International trade is vital to the United States. Each year, Americans as a whole purchase more goods and services than they produce. By the same token, we save less than needed to fulfill our investment opportunities. International trade bridges the gap. We purchase the additional goods and services from abroad while the rest of the world lends us the money to do so by investing in U.S. bonds and businesses.

Trump’s proposal would deliberately throw a wrench in that process. In 2022, we bought more than $3.2 trillion worth of goods from other countries; imposing a new 10 percent tax on our purchases would raise U.S. taxes by more than $300 billion. It would create what Trump describes as a “ring around the U.S. economy” to discourage foreign companies from selling to U.S. consumers under the unfounded hope of boosting domestic production.

But rather than boost domestic production, the new tax would harm the U.S. economy through various possible channels.

One is through higher prices. Higher input costs for businesses lead to reduced production, and in turn, lower wages and profits. They can also lead to higher consumer prices, which reduce the value of our incomes because we can’t afford to purchase as much.

Another is through currency appreciation. A stronger dollar would help offset the price increases for U.S. consumers, but it would make it harder for exporters to sell their goods abroad. Again, the result is lower incomes for workers and business owners.

Whatever channel the tariffs take, Americans become poorer. In turn, the actual revenue collected by the government would be less than $300 billion because other tax revenues would fall.

Using the Tax Foundation’s general equilibrium model, we estimate a new 10 percent tariff on all imports would reduce the size of the U.S. economy by 0.7 percent and eliminate 505,000 full-time equivalent jobs.

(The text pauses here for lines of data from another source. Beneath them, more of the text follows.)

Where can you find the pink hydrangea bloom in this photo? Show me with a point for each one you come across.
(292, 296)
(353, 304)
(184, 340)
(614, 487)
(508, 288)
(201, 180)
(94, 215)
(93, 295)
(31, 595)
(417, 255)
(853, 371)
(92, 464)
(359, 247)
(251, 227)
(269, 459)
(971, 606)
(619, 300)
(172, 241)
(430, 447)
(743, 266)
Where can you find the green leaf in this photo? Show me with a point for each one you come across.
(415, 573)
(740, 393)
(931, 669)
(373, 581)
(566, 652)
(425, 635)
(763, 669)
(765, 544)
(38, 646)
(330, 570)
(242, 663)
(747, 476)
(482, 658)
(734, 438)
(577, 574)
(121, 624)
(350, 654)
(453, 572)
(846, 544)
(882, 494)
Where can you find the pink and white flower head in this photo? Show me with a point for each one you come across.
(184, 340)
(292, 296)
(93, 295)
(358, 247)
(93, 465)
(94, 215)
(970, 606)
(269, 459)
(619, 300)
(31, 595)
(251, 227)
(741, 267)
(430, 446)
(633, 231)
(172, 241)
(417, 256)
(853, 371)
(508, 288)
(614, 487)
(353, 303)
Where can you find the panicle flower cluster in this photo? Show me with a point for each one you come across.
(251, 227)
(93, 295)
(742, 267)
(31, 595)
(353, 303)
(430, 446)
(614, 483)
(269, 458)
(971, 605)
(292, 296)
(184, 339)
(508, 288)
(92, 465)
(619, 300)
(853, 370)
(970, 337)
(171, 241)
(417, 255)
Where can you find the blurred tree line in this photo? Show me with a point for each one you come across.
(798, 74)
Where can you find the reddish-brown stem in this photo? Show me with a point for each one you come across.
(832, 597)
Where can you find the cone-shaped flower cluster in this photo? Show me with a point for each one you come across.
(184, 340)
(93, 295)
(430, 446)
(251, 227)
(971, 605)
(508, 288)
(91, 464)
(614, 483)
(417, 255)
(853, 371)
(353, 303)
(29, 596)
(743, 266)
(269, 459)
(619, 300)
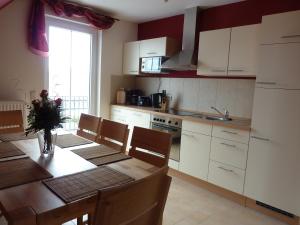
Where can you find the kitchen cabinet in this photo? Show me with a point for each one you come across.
(213, 52)
(279, 66)
(272, 174)
(226, 176)
(131, 58)
(229, 52)
(164, 46)
(243, 51)
(194, 152)
(281, 28)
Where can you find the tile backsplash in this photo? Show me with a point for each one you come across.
(200, 94)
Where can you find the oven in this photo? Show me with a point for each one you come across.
(173, 127)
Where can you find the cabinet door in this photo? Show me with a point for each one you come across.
(153, 47)
(131, 58)
(243, 51)
(273, 164)
(194, 154)
(213, 52)
(279, 66)
(281, 28)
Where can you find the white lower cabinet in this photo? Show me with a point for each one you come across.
(226, 176)
(194, 154)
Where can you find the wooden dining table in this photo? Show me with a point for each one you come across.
(35, 204)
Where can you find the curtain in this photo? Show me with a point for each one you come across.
(4, 3)
(37, 30)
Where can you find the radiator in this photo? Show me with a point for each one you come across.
(15, 105)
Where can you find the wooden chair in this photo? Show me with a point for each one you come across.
(114, 135)
(156, 143)
(88, 126)
(11, 122)
(138, 203)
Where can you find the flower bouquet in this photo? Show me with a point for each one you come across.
(44, 117)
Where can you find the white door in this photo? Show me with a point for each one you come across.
(194, 154)
(72, 68)
(213, 52)
(243, 51)
(272, 174)
(279, 66)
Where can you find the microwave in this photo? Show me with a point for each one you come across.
(152, 64)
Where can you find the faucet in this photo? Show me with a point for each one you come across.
(225, 115)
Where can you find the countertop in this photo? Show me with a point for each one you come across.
(235, 123)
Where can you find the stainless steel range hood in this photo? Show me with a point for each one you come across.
(187, 58)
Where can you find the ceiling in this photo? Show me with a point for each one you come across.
(146, 10)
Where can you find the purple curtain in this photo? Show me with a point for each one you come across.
(37, 31)
(4, 3)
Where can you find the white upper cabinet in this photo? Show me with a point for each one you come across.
(213, 52)
(279, 66)
(243, 51)
(131, 58)
(163, 46)
(273, 166)
(231, 51)
(281, 28)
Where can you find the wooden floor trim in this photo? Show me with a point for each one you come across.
(240, 199)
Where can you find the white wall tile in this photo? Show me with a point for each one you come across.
(200, 94)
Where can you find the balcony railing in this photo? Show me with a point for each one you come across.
(73, 107)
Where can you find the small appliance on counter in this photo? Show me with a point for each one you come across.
(132, 96)
(144, 101)
(121, 96)
(152, 64)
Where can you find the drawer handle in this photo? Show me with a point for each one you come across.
(291, 36)
(229, 132)
(260, 138)
(189, 135)
(266, 83)
(218, 70)
(236, 70)
(227, 170)
(228, 145)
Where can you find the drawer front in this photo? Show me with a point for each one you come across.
(231, 134)
(225, 176)
(201, 128)
(229, 152)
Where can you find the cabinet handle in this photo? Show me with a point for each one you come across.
(227, 170)
(260, 138)
(266, 83)
(229, 132)
(218, 70)
(236, 70)
(151, 53)
(228, 145)
(188, 135)
(291, 36)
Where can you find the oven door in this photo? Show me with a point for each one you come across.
(176, 139)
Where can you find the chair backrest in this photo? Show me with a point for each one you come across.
(138, 203)
(88, 126)
(156, 143)
(11, 121)
(113, 134)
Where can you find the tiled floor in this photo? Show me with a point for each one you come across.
(190, 205)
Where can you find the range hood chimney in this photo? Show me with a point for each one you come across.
(187, 58)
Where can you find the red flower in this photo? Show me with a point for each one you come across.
(44, 94)
(58, 101)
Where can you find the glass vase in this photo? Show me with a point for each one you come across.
(47, 141)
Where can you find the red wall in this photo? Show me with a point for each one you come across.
(231, 15)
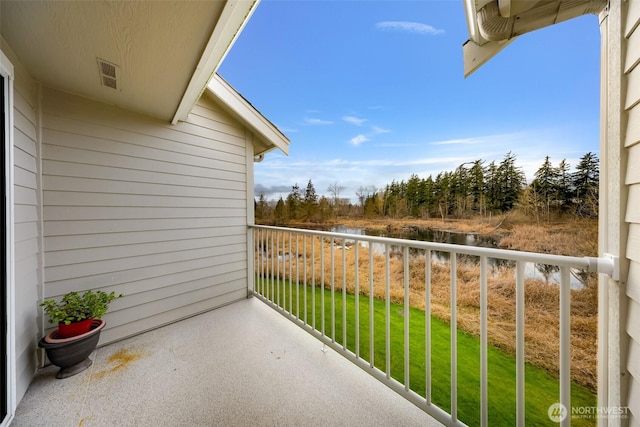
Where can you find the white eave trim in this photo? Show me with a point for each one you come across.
(234, 16)
(243, 110)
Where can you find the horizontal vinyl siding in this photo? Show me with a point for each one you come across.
(140, 207)
(26, 228)
(632, 142)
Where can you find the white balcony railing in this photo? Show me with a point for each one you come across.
(309, 277)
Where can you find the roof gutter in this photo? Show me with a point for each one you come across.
(493, 24)
(235, 15)
(248, 114)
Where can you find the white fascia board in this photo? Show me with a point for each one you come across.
(247, 114)
(476, 51)
(476, 55)
(235, 15)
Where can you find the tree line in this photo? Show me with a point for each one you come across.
(472, 189)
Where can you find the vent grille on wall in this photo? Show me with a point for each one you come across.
(107, 73)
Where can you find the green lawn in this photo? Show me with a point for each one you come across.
(541, 389)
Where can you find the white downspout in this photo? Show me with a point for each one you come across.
(613, 231)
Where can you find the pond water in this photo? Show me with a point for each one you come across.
(549, 274)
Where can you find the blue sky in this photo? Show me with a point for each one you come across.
(373, 91)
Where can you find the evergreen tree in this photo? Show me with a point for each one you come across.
(564, 185)
(310, 202)
(586, 180)
(294, 203)
(546, 184)
(510, 180)
(279, 213)
(477, 186)
(261, 208)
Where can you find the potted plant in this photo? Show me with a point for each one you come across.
(79, 325)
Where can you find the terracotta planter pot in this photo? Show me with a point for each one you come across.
(72, 354)
(75, 328)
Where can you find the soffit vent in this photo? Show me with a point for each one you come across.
(108, 73)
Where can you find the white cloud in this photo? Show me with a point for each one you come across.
(354, 120)
(357, 140)
(412, 27)
(321, 122)
(378, 129)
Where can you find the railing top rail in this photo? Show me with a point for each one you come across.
(601, 265)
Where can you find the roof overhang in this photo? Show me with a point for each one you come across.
(493, 24)
(157, 55)
(267, 137)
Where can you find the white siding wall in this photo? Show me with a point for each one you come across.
(138, 206)
(26, 214)
(632, 144)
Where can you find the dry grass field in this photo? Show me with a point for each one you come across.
(541, 298)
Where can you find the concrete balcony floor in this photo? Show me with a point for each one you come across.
(240, 365)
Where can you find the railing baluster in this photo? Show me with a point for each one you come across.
(427, 325)
(387, 309)
(454, 337)
(344, 294)
(313, 282)
(565, 341)
(333, 292)
(304, 250)
(290, 275)
(407, 370)
(297, 277)
(273, 265)
(484, 395)
(269, 285)
(520, 373)
(357, 295)
(322, 315)
(371, 307)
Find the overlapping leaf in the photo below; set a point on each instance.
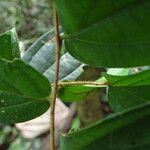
(115, 33)
(123, 127)
(41, 56)
(24, 92)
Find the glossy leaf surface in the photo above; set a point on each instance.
(115, 33)
(103, 131)
(24, 92)
(41, 56)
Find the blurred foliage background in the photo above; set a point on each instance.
(31, 18)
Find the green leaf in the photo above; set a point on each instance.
(121, 98)
(24, 92)
(41, 57)
(9, 47)
(123, 126)
(139, 79)
(115, 33)
(128, 91)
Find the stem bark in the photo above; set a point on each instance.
(56, 78)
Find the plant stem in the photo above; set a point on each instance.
(75, 83)
(56, 77)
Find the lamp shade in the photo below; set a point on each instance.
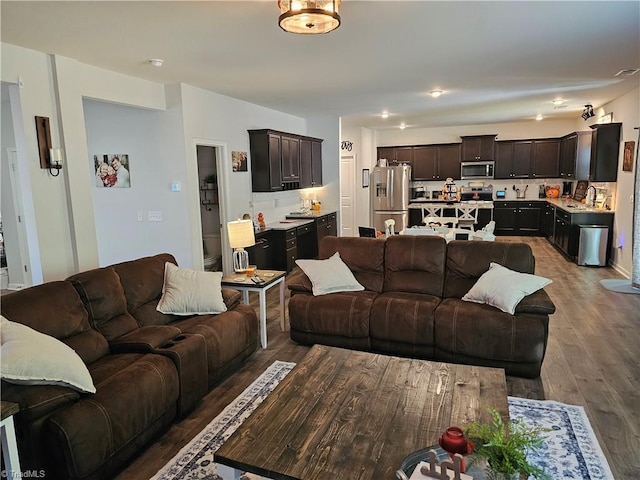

Unfortunately, that would be the tip of the iceberg. Imposing an across-the-board tariff would threaten the entire system of global trade we currently enjoy.

U.S. exports totaled $2.1 trillion in 2022. If the rest of the world responded to the new tariff in kind, it would amount to $200 billion of new taxes for foreign governments. We estimate that would further reduce U.S. GDP by 0.4 percent and eliminate another 322,000 full-time equivalent jobs.

Taken together, we find Trump’s proposal of a 10 percent trade tax matched with in-kind retaliation would shrink the U.S. economy by 1.1 percent and threaten more than 825,000 U.S. jobs.

Indiana University economist Ahmad Lashkaripour estimates a global tariff war would, on average, shrink a country’s GDP by 2.8 percent—he finds the United States would experience a GDP drop of 1.1 percent, while smaller countries more dependent on imports would experience much harsher declines.

We know from decades of experience and evidence that tariffs reduce employment, productivity, and output. The past five years have demonstrated that reality all too well.

During his term, Trump imposed nearly $80 billion of tariffs on steel, aluminum, solar panels, washing machines, and thousands of products from China. President Biden has largely maintained them. The result? They have eliminated U.S. manufacturing jobs, harmed U.S. farmers, raised prices for U.S. consumers, and alienated our allies—all without changing China’s unfair trade policies or reviving protected domestic industries.

It appears the lesson has not been learned. Policymakers should embrace the system whereby U.S. producers can sell their goods and services to consumers across the world and U.S. consumers can access an abundant variety of goods and services produced across the world. Trump’s trade tax proposal threatens to upend this system—and we would all be poorer as a result.